In 2021, a patron alleged she was drugged by a bartender at the Abbey. After being shown security footage, the patron retracted the claim and said her drink had not been tampered with. The Abbey filed a $5 million defamation lawsuit, claiming that the patron broke contract terms by continuing to make allegations after having agreed to make a correction statement. In 2024, The 19th published a report alleging a pattern of druggings and sexual assaults at the Abbey. The 19th reported that they investigated claims from 2007 to 2023, seven of which had resulted in a lawsuit. From 2016 to 2021, the Abbey was associated with the highest number of reported rapes and sexual assaults among establishments in West Hollywood. Edward Ramirez, captain of the West Hollywood Sheriff’s Station, attributed this to the Abbey's position as the most popular nightlife destination in the area.

=== Ownership and expansion ===
In 2006, Cooley sold a 75-percent stake to SBE Group for about $10 million, staying involved as president. Cooley said that while under SBE ownership, he "made all the decisions". SBE and its CEO Sam Nazarian had plans to expand the Abbey to other cities. In 2012, Cooley said that he and SBE had considered expansion options in "multiple locations in many cities". There was belief that the Abbey would open a venue in the Boystown neighborhood of Chicago, but this did not happen.

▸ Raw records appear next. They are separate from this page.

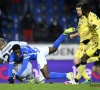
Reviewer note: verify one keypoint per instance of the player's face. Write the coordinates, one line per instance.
(17, 53)
(79, 11)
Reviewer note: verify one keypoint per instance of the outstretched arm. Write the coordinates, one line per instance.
(74, 35)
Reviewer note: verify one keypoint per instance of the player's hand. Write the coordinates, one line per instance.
(11, 80)
(97, 53)
(19, 78)
(71, 36)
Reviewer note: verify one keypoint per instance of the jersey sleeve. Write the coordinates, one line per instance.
(25, 62)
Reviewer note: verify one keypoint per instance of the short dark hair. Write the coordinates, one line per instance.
(79, 5)
(86, 7)
(15, 47)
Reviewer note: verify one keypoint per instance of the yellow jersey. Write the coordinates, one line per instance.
(93, 23)
(83, 29)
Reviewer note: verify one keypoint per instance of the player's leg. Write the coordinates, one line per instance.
(30, 77)
(80, 52)
(42, 64)
(60, 40)
(90, 52)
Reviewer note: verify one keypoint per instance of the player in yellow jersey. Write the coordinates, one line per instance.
(85, 37)
(94, 50)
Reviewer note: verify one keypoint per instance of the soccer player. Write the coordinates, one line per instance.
(39, 54)
(85, 37)
(96, 68)
(94, 50)
(5, 51)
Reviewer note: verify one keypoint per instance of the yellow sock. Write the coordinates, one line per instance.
(81, 68)
(85, 75)
(92, 59)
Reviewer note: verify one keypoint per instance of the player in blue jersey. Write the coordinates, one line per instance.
(39, 54)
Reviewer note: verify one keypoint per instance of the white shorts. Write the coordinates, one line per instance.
(26, 72)
(41, 57)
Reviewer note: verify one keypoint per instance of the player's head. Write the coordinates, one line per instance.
(86, 8)
(2, 43)
(78, 9)
(17, 50)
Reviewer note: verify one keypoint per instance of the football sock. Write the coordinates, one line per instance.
(55, 75)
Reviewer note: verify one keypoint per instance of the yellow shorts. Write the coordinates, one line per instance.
(80, 51)
(91, 50)
(82, 48)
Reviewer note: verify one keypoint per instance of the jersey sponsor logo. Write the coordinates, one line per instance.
(6, 49)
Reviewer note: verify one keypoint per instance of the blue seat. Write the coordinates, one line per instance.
(49, 19)
(63, 21)
(37, 2)
(38, 18)
(60, 9)
(15, 37)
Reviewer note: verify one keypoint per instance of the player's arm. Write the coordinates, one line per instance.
(74, 35)
(24, 65)
(10, 68)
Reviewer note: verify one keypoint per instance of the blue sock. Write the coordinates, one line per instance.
(59, 41)
(55, 75)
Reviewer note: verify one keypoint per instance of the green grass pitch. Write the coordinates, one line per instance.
(54, 86)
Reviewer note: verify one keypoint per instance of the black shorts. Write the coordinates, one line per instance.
(97, 63)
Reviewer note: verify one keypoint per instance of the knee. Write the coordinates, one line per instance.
(47, 76)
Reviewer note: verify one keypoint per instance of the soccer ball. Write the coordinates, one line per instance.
(39, 79)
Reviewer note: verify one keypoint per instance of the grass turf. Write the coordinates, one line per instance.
(55, 86)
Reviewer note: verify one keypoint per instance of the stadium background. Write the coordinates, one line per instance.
(40, 22)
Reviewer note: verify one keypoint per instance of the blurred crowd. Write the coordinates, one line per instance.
(39, 21)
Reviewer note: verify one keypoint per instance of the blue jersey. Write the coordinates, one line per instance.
(27, 53)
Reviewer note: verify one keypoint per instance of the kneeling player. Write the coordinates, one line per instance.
(96, 67)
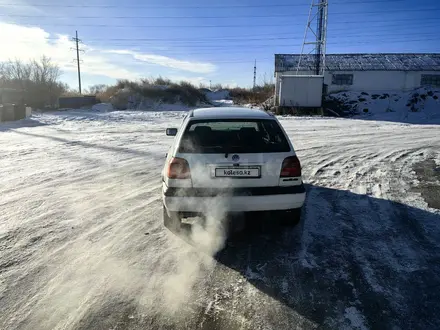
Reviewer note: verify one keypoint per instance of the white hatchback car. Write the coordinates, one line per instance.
(237, 158)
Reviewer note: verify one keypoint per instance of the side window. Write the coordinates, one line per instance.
(342, 79)
(430, 80)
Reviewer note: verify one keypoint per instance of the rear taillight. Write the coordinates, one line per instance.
(178, 168)
(291, 167)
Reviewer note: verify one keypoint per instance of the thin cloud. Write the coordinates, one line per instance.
(26, 43)
(196, 67)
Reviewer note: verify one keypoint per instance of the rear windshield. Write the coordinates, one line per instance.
(238, 136)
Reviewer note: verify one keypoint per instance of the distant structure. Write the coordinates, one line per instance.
(255, 75)
(318, 16)
(364, 72)
(300, 91)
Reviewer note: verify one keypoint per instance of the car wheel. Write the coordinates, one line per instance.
(291, 218)
(172, 221)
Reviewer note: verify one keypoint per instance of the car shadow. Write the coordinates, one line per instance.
(354, 258)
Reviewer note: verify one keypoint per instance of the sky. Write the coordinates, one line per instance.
(203, 41)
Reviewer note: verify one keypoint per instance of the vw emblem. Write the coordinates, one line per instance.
(235, 158)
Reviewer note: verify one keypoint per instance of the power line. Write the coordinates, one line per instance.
(216, 17)
(77, 41)
(246, 39)
(286, 25)
(195, 47)
(188, 6)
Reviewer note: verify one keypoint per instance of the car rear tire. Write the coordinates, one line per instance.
(291, 218)
(172, 221)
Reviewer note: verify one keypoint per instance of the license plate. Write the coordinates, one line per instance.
(234, 172)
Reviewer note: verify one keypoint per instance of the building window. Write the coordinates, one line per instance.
(430, 80)
(342, 79)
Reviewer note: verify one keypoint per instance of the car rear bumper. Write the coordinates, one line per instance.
(233, 200)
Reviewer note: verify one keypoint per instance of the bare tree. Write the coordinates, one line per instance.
(38, 80)
(97, 89)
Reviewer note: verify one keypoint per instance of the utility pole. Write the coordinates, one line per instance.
(77, 41)
(255, 75)
(318, 13)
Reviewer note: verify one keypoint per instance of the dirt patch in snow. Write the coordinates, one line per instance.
(428, 174)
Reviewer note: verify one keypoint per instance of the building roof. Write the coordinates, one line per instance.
(360, 62)
(230, 113)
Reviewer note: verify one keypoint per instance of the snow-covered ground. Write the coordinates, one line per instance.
(419, 106)
(82, 244)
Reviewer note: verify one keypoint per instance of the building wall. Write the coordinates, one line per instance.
(371, 81)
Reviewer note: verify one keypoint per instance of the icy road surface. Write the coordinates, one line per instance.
(82, 244)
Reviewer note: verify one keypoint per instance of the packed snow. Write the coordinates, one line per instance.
(420, 106)
(82, 245)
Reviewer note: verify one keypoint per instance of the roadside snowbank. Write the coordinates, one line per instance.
(102, 107)
(419, 106)
(218, 95)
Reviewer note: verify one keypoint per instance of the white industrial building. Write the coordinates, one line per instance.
(358, 72)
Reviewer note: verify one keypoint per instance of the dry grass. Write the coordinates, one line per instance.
(160, 89)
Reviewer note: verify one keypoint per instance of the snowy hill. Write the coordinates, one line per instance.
(420, 106)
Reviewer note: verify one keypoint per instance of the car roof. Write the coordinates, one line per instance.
(230, 113)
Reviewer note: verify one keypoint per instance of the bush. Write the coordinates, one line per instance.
(258, 95)
(158, 90)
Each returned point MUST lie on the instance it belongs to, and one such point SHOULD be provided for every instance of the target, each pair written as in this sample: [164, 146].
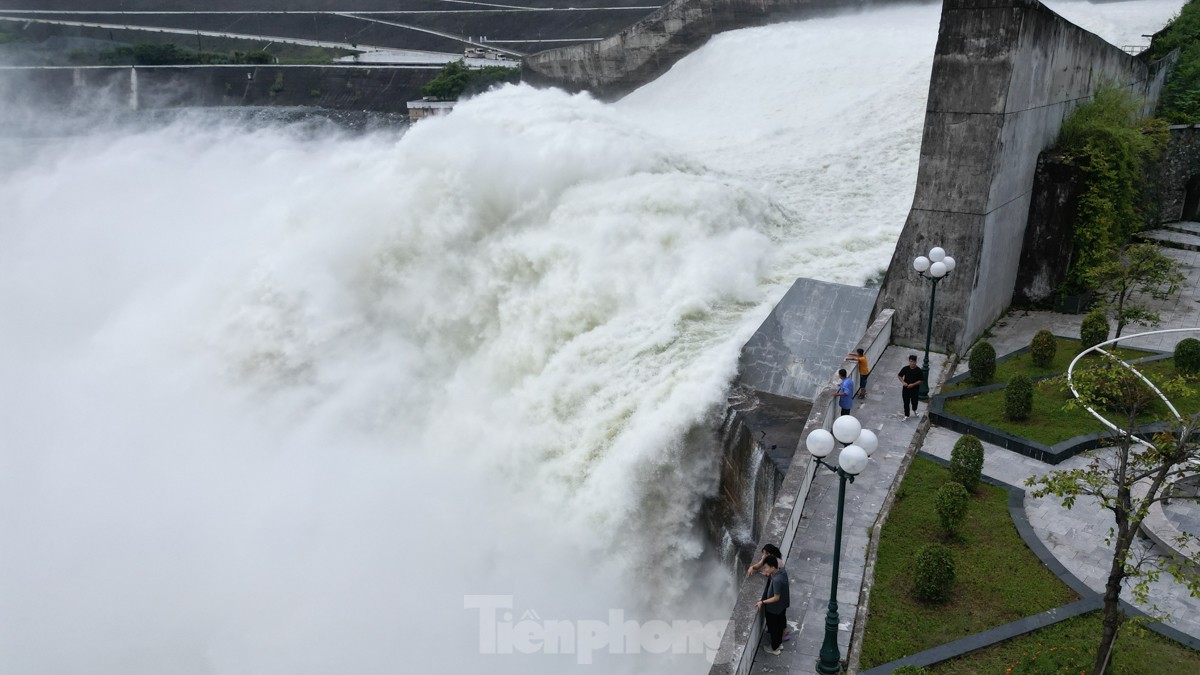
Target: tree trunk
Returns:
[1111, 607]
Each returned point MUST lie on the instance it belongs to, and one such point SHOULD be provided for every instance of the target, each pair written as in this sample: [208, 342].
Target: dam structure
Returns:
[1006, 76]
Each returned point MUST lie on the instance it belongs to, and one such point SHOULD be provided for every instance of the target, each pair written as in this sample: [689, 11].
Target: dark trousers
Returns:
[910, 395]
[775, 623]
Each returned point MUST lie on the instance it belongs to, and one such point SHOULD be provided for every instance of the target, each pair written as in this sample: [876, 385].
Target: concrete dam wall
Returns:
[1006, 75]
[339, 88]
[642, 52]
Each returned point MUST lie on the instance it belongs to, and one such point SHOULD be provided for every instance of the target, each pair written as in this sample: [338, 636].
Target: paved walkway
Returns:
[810, 563]
[1074, 536]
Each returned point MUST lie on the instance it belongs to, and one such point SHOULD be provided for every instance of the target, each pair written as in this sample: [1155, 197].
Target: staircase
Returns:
[1182, 234]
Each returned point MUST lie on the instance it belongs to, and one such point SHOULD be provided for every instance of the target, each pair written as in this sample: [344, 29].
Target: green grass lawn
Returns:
[1134, 655]
[1050, 420]
[999, 579]
[1068, 348]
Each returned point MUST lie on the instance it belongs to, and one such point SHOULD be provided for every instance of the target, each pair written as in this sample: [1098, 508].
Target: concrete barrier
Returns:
[742, 635]
[1006, 75]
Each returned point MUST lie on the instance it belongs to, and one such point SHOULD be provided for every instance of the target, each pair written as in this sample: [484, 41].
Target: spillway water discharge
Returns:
[276, 401]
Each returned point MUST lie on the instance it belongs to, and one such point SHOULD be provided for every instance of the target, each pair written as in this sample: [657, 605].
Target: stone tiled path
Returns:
[810, 563]
[1077, 536]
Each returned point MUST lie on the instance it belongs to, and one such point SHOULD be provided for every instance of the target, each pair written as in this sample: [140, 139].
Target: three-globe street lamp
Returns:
[935, 268]
[859, 444]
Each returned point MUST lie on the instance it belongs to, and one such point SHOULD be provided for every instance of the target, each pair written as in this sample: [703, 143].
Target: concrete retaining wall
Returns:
[617, 65]
[340, 88]
[742, 635]
[1006, 75]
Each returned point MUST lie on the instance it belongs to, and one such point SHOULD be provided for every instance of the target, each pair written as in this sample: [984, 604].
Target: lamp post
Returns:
[859, 444]
[935, 268]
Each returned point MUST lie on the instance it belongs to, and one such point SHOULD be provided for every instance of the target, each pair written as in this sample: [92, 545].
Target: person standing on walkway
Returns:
[863, 370]
[775, 601]
[910, 384]
[845, 392]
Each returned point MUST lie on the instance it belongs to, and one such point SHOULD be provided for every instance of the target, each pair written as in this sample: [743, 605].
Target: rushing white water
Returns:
[275, 402]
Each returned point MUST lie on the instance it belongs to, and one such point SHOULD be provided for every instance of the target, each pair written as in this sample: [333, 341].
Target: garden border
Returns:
[1090, 601]
[1049, 454]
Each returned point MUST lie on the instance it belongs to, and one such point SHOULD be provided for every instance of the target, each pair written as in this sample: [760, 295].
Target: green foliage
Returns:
[933, 573]
[1043, 347]
[1141, 269]
[1093, 330]
[167, 54]
[456, 79]
[952, 502]
[1187, 356]
[1109, 141]
[966, 461]
[982, 363]
[1019, 398]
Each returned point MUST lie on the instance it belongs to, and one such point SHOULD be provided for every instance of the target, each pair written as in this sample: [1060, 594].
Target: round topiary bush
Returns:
[933, 574]
[1187, 356]
[982, 363]
[966, 461]
[952, 502]
[1019, 398]
[1043, 348]
[1093, 330]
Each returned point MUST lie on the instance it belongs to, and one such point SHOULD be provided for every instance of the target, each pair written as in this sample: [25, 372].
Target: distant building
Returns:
[426, 108]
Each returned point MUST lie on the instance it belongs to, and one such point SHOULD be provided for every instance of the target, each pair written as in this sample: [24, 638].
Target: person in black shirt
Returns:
[910, 384]
[775, 599]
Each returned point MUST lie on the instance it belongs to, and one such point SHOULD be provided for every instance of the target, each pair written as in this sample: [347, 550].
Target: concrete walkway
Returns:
[1075, 536]
[810, 563]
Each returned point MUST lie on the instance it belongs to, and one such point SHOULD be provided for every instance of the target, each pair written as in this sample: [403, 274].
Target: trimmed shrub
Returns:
[1043, 348]
[934, 573]
[1187, 356]
[1019, 398]
[1093, 330]
[952, 502]
[966, 461]
[982, 363]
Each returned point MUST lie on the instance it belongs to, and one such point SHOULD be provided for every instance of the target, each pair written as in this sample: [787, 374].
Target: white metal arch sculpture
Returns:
[1099, 417]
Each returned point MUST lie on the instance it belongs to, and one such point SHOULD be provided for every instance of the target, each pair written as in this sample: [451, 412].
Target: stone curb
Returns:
[1049, 454]
[1090, 601]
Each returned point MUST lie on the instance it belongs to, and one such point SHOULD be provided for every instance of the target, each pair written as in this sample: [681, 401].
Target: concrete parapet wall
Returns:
[340, 88]
[1006, 75]
[742, 635]
[622, 63]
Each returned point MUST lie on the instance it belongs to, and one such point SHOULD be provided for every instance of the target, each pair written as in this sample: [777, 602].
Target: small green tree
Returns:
[1093, 330]
[966, 461]
[1110, 479]
[1043, 348]
[952, 501]
[933, 573]
[1019, 398]
[1141, 269]
[1187, 356]
[982, 363]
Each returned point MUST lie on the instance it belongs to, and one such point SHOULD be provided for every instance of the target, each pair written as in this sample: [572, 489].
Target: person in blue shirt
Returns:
[845, 392]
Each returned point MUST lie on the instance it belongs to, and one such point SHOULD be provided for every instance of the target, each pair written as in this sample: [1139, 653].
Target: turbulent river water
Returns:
[286, 400]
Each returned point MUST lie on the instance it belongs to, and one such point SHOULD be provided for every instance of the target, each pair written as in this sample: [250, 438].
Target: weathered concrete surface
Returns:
[1006, 73]
[340, 88]
[640, 53]
[798, 347]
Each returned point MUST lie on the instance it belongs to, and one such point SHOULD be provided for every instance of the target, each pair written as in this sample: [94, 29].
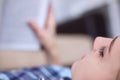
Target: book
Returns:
[15, 33]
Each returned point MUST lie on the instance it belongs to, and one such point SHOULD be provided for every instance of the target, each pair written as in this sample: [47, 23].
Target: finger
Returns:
[50, 22]
[38, 31]
[101, 42]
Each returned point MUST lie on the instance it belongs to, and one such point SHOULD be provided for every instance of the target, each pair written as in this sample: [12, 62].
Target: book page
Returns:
[15, 34]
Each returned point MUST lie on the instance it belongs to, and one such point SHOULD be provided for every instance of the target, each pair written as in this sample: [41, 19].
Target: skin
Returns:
[96, 67]
[99, 64]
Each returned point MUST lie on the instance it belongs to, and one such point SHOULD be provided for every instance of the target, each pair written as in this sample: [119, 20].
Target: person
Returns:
[103, 63]
[51, 71]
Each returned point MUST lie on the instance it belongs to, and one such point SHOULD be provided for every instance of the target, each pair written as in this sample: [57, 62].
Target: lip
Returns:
[83, 57]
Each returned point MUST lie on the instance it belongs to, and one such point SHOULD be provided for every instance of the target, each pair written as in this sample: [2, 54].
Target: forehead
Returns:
[115, 43]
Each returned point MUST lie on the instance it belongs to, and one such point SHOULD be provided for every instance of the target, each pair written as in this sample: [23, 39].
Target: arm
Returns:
[47, 37]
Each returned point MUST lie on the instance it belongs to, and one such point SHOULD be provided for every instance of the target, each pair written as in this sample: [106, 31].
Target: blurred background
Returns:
[80, 21]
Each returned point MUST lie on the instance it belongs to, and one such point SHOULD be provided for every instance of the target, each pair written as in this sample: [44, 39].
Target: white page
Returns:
[15, 34]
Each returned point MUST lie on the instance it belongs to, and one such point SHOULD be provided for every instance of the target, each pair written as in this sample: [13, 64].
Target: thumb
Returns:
[38, 31]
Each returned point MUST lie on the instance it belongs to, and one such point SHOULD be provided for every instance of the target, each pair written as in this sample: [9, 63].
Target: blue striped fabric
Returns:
[51, 72]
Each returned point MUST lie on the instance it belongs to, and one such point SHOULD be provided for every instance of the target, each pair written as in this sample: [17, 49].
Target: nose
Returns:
[83, 56]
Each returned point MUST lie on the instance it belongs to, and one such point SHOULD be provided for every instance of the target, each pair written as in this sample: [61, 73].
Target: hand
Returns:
[101, 42]
[47, 36]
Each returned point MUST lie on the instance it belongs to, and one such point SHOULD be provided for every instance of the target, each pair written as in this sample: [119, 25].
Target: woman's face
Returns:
[103, 63]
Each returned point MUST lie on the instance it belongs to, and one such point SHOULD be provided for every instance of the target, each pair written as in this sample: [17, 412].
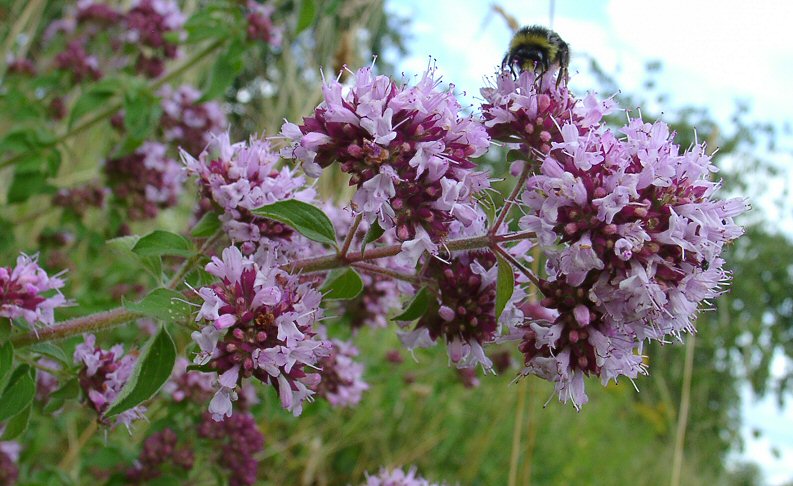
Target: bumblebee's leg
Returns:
[562, 74]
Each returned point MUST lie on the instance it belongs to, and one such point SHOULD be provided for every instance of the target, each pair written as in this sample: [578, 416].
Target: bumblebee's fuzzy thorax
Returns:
[537, 49]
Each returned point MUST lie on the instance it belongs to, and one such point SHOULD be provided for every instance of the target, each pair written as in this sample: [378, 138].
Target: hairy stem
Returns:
[387, 272]
[107, 319]
[113, 107]
[350, 235]
[78, 325]
[524, 174]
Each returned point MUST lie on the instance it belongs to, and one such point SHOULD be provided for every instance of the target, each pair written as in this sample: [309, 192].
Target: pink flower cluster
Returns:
[144, 30]
[261, 325]
[9, 459]
[633, 238]
[103, 375]
[342, 377]
[160, 450]
[242, 177]
[188, 123]
[146, 180]
[27, 292]
[237, 440]
[462, 313]
[529, 112]
[147, 23]
[407, 149]
[397, 477]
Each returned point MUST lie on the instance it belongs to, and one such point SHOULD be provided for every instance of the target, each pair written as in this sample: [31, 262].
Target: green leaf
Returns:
[505, 285]
[152, 370]
[487, 205]
[342, 285]
[159, 243]
[206, 226]
[17, 425]
[163, 304]
[308, 220]
[51, 350]
[27, 184]
[308, 10]
[6, 361]
[19, 393]
[374, 233]
[417, 307]
[516, 154]
[94, 97]
[68, 390]
[122, 247]
[227, 67]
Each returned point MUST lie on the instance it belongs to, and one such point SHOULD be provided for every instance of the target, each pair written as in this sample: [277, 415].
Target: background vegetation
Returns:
[416, 412]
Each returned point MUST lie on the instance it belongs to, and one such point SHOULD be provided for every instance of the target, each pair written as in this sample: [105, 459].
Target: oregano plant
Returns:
[606, 239]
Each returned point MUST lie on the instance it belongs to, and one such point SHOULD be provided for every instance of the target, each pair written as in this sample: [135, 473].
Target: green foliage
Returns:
[18, 393]
[152, 370]
[417, 306]
[304, 218]
[160, 243]
[342, 284]
[164, 304]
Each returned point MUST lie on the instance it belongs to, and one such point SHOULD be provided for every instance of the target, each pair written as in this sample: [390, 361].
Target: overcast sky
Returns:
[713, 54]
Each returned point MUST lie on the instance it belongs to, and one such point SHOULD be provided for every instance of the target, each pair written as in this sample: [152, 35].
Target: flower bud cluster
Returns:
[397, 477]
[160, 452]
[145, 181]
[188, 123]
[237, 439]
[189, 386]
[261, 325]
[103, 375]
[633, 238]
[76, 61]
[148, 24]
[27, 292]
[462, 314]
[342, 377]
[407, 149]
[242, 177]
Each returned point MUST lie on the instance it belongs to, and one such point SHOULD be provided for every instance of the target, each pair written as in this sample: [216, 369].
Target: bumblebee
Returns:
[535, 48]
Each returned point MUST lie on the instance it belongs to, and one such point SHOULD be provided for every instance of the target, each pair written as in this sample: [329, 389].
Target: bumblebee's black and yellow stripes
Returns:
[537, 49]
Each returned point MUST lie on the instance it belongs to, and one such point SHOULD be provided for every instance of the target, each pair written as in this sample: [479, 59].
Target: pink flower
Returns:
[463, 314]
[640, 240]
[188, 123]
[408, 150]
[27, 292]
[103, 375]
[242, 177]
[261, 325]
[342, 377]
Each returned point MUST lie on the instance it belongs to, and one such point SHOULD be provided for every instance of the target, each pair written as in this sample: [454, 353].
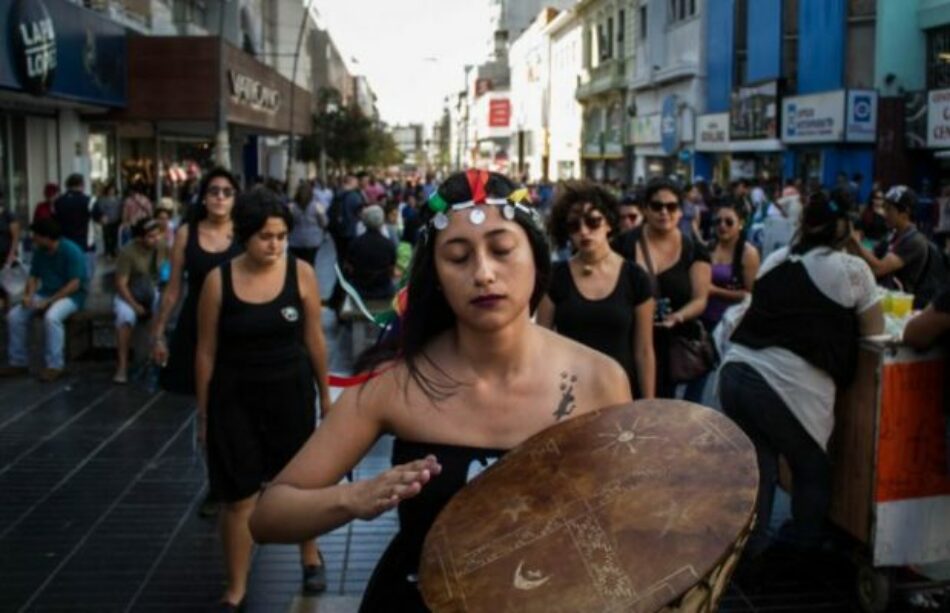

In 2015, Cooley bought his stake back, becoming sole owner. Nazarian said, "we feel that it makes sense to hand the reins of The Abbey back to its passionate founder and leader so that he can lead the Abbey’s next exciting chapter." Cooley said, "Discussions were coming up about [me] getting The Abbey back. Sam is going in to another direction and he’s selling off his restaurants and nightlife group and focusing on his hotels." Following the sale, Cooley also said that he was considering expanding The Abbey outside of California, such as to New York City, Miami, or Chicago.

In 2016, Cooley bought the gay bar Here Lounge, located adjacent to the Abbey at 694 North Robertson Boulevard. The Abbey then opened The Chapel At The Abbey, a "cocktail-focused nightclub", at the newly-acquired location. In 2019, the Abbey opened a "bar inside a bar" called Within.

In July 2023, The Abbey Food and Bar and The Chapel at The Abbey were listed for sale. Upon the listing's publication, Cooley did not offer comments to any media organizations. West Hollywood mayor Sepi Shyne said, "The city of West Hollywood has been aware for some time that David Cooley [...] is retiring and has been considering selling." She also said, "It’s the city’s hope that The Abbey will continue, under future ownership, to be a ground-breaking LGBTQ destination in the city’s Rainbow District for many years into the future." The Los Angeles Business Journal reported that The Abbey was listed for sale due to West Hollywood's new minimum wage law, which went into effect on July 1, 2023. According to the Business Journal, a source "familiar with the business" said, "[Cooley] told [Shyne] that he had never before thought of closing until now seeing their policy destroying us [...] The policy adds another million dollars to the Abbey's expenses". In November 2023, The Abbey Food & Bar announced the sale of the Abbey and the Chapel to entrepreneur Tristan Schukraft for a reported $45,000,000.